Cameron French, from White Pine Touring, wears an Ascent 40 AVABAG avalanche backpack on Dec. 18, in Park City, Utah.

DENVER — On March 14, Colorado’s governor issued an executive order shutting down ski resorts across the state. The Coronavirus had arrived and was spreading rapidly in small mountain communities that were attracting hordes of spring break revelers. 

The next day, with chairlifts and gondolas hanging idly overhead, a large group converged on Aspen Mountain, passed a closure sign and “skinned” up the slopes under their own power to get in a few hard-earned turns. 

In the following weeks, skiers and snowboarders with nowhere else to go were increasingly lured by the untouched powder of the backcountry. In the nine weeks after resorts closed, 32 people were caught in avalanches, including two who were killed, according to the Colorado Avalanche Information Center. During the previous four months, 65 people were swept up in slides.

Now, with another ski season getting underway, avalanche forecasters and search-and-rescue groups are concerned that large numbers of skiers and snowboarders will again turn to the backcountry to avoid crowds and reservation systems at resorts.

“Pretty much everybody’s worried about that,” said Ethan Greene, director of the avalanche center, which has already recorded four backcountry skier deaths in Colorado this winter. “A lot of that is because of what we saw in the spring and then definitely what search-and-rescue saw over the summer, which was a dramatic increase in search-and-rescue calls.”

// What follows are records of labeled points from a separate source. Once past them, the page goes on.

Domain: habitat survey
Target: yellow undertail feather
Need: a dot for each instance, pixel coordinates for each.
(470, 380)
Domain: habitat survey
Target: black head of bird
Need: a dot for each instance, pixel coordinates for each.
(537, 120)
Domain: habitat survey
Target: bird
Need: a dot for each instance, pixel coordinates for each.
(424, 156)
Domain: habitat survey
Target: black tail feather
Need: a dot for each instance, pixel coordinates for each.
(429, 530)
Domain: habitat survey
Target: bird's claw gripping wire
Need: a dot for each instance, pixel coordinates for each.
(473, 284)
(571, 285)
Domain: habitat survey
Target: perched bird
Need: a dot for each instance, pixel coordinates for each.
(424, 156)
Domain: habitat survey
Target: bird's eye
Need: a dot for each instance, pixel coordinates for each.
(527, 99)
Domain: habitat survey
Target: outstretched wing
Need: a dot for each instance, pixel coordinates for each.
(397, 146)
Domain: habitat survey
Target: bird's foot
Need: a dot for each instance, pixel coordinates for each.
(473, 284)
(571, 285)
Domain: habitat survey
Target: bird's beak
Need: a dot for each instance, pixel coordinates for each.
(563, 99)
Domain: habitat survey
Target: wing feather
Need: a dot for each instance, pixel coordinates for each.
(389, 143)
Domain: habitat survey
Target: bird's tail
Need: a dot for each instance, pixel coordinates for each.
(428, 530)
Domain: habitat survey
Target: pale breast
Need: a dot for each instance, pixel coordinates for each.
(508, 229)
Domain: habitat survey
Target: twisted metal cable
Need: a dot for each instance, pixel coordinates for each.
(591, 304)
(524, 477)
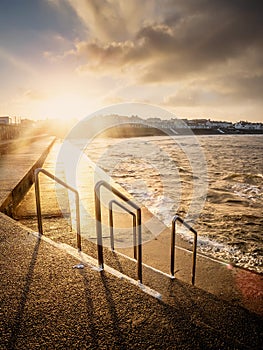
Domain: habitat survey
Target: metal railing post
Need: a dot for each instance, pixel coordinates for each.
(139, 226)
(38, 201)
(99, 226)
(111, 223)
(173, 233)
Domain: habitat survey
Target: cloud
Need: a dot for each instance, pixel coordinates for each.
(111, 20)
(190, 40)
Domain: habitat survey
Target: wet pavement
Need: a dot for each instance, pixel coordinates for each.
(47, 302)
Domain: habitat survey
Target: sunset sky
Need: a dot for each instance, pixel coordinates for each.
(195, 58)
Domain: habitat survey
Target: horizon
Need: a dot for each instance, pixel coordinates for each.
(65, 59)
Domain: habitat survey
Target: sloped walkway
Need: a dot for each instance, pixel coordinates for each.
(48, 304)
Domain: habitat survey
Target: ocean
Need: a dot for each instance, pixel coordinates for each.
(214, 182)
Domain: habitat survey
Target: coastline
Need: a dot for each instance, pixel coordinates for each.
(134, 130)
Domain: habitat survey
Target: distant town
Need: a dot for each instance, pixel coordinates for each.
(11, 127)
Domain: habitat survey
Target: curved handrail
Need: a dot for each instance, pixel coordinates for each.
(99, 228)
(113, 201)
(38, 203)
(177, 217)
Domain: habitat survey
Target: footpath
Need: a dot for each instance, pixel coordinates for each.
(51, 301)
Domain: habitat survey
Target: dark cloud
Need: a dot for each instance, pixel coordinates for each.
(194, 36)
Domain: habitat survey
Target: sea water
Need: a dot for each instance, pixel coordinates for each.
(215, 182)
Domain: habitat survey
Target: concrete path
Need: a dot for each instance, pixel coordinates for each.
(46, 303)
(17, 168)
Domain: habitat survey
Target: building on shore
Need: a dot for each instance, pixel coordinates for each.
(6, 120)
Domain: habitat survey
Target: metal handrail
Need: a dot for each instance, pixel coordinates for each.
(133, 225)
(99, 228)
(176, 217)
(38, 202)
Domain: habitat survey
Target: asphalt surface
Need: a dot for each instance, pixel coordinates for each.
(46, 303)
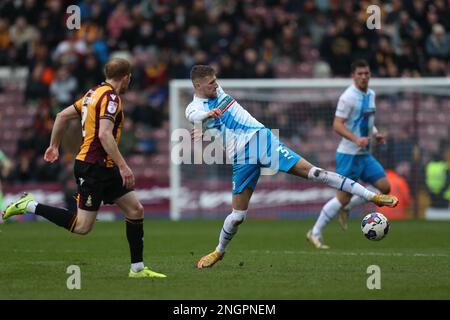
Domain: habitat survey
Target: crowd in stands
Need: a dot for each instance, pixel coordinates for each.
(241, 39)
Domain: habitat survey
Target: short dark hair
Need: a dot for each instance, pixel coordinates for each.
(358, 64)
(117, 68)
(200, 71)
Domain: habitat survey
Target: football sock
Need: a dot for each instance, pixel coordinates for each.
(329, 211)
(136, 267)
(339, 182)
(230, 228)
(135, 237)
(61, 217)
(357, 200)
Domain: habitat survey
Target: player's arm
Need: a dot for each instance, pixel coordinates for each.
(108, 142)
(340, 127)
(343, 110)
(59, 127)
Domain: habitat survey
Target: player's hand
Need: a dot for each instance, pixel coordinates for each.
(380, 138)
(196, 134)
(362, 141)
(214, 113)
(127, 177)
(51, 154)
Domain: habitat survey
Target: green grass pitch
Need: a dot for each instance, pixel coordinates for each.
(266, 260)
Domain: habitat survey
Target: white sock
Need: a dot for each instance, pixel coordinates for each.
(31, 206)
(138, 266)
(328, 212)
(357, 200)
(230, 228)
(339, 182)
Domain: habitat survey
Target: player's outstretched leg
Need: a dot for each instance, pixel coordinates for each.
(18, 207)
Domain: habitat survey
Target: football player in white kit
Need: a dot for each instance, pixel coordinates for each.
(243, 138)
(354, 121)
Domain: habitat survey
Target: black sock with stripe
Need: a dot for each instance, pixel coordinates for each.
(61, 217)
(135, 237)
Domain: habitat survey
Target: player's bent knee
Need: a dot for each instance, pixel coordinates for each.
(137, 212)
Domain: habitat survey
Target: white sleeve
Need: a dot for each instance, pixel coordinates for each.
(343, 109)
(194, 114)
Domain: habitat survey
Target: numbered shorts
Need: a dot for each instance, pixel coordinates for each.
(97, 184)
(359, 167)
(264, 150)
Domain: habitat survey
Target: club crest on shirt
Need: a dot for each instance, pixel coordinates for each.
(112, 106)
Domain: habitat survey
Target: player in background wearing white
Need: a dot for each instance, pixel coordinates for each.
(235, 127)
(354, 121)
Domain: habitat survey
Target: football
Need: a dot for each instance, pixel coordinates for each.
(375, 226)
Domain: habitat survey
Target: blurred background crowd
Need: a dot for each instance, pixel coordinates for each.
(164, 38)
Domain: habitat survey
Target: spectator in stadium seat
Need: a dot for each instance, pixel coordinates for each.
(355, 122)
(438, 43)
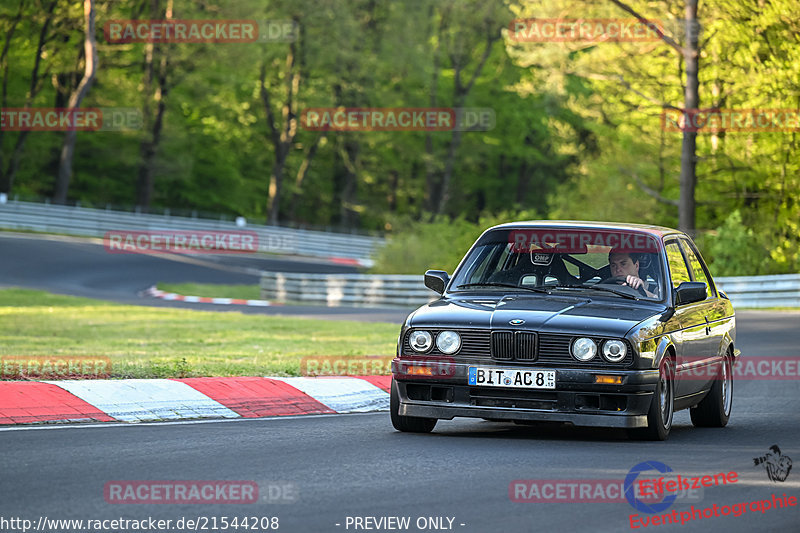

The situation was similar in neighboring Utah, where avalanche forecasters recorded more than 100 human-triggered slides across the state from mid-March through the end of April, including 50 during one 48-hour period, according to Nikki Champion with the Utah Avalanche Center.

“(Backcountry) users increased tenfold during April and COVID in general. ... We’ve had a lot of new users traveling with techniques that kind of suggested that they haven’t spent a lot of time in the backcountry,” Champion said during a virtual forum in October that was organized by the trade association Snowsports Industries America.

In August and September, sales of alpine touring equipment — including bindings, boots and skis — and backcountry accessories such as avalanche shovels, beacons, probes and skins increased 46% compared to the same period in 2019, according to Snowsports Industries America and The NDP Group, a large market research company.

Sales of backcountry split boards — snowboards that separate into halves resembling skis and can be equipped with climbing skins — increased 191%, and snowshoe sales were up 221%, according to the study. A similar increase was seen in Nordic equipment, which includes cross-country skis, boots, bindings and poles. 

“We’ve definitely seen an uptick in backcountry gear and that includes everything — beacons, shovels, probes, airbag systems,” said Christopher Poepping, who works at White Pine Touring in Park City, Utah.

He said the outdoor retailer quickly sold out of its remaining backcountry gear when resorts closed last spring. That spike has continued into the fall and winter months, and the shop has at least doubled what it normally sells this time of year.